What did you dream of being when you were younger? Fire fighters are favorite idols of lots of children. Others dream of being waitresses, social workers, and teachers—people they see in everyday life. Youngsters love the drivers of heavy equipment or the person who cuts their hair. Kids dream of being football players, singers, and movie stars. But as kids mature, most realize they are not going to be rock stars or sports heroes.
The dreams you have about your career are a great place to start. But the actual hardcore career planning is much different and can be much harder for kids in care who have had to focus on difficult issues growing up.
However, some of those difficult issues lead many people to gain great strengths from those very challenges of being in care. They learn that people have to take care of themselves, and they know that they have to meet basic needs like food, clothing, a home, and transportation.
Some key considerations for exploring career options
- Occupations and types of work.
- Job requirements. Do you need physical strength? Good people skills? Good math skills?
- The type of education you need to get that kind of work.
- How your personality, skills, and abilities fit with different careers.
How Middle and High School Classes Can Influence Your Career Opportunities
Many school systems offer shop and life skills classes. Think about what you learned there. Do you like the wood working that you did? Do you like cooking?
Questions to Ask
Your parents, foster parents, and social workers can answer questions about careers and here are a few to get you started.
- That basic question: what do you do at work?
- What skills are required for that job?
- What training is necessary?
- How many years of school and what classes are required in your field?
- What do you like about it?
- What don’t you like about it?
- How did you get into that line of work?
- Would I be good in this career? Why or why not?
- What advice do you have for me if I wanted to work in your field?
Remember that some people are good at describing what they do and some aren’t.
Visit Places For Hands-On Career Exploration
Visit work places and talk to people who do the kind of work that looks good to you.
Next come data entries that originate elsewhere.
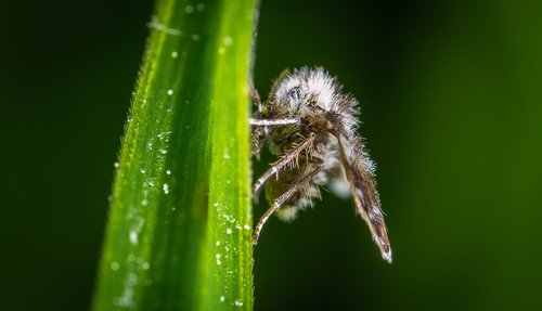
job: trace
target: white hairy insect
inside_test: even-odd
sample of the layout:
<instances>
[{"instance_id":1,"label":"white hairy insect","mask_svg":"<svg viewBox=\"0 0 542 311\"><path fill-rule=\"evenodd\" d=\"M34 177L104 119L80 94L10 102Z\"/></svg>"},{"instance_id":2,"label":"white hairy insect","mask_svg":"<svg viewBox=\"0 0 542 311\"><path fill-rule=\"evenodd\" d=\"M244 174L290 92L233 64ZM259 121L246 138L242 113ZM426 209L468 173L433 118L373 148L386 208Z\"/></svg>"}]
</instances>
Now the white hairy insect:
<instances>
[{"instance_id":1,"label":"white hairy insect","mask_svg":"<svg viewBox=\"0 0 542 311\"><path fill-rule=\"evenodd\" d=\"M323 68L309 67L283 73L263 103L256 91L253 99L258 107L250 118L253 154L269 145L280 156L253 186L255 197L264 186L271 204L256 224L254 244L271 215L292 220L320 197L320 186L330 185L337 195L353 197L383 258L391 262L374 165L358 135L358 102Z\"/></svg>"}]
</instances>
You can do that on career days at school or when community colleges have their college visits.
Here are some examples of places or people to visit:
- Welding shops, manufacturing plants, construction sites, heating, and plumbing businesses. While the work can be dirty and challenging, the trades provide a good living. Explore apprenticeships, technical colleges and on-the-job training.
- Office work. Visit offices. Can you work in a quiet place, do repetitive work, sit for hours in one chair in a cubicle? Many offices workers do this every day.
- Traveling with your job. Talk to a trucker. What is it like on the road? Ask them about their deadlines for delivery and how much they have to lift.
School Counselors and Counseling Center Resources
If you are in care, you may not have had much chance to focus on your future. School counselors and school counseling centers are resources you can use to learn about careers.
Tell your counselors that you are interested in doing career planning. Ask them for their advice about the best general course of study for you.
And believe it, it matters. If you want to be a nurse, you will have to have take a lot of math and science classes. Take these courses seriously. There are many kids who realize they will have to spend a lot of time making up for what they missed in high school. It can be frustrating, demanding, and expensive to make up math, reading, or science classes you need to meet the requirements for the educational program to prepare for your field. If you missed it in high school, you will probably have to do this along with working to support yourself.
Don’t minimize what you have to learn. A lot of people who want to work in mechanical fields think it is common sense and physical labor that you need. Those are not enough anymore. You will need math and sciences and language skills for many jobs that did not require as much formal education in the past. Technology, construction, and manufacturing require well trained workers.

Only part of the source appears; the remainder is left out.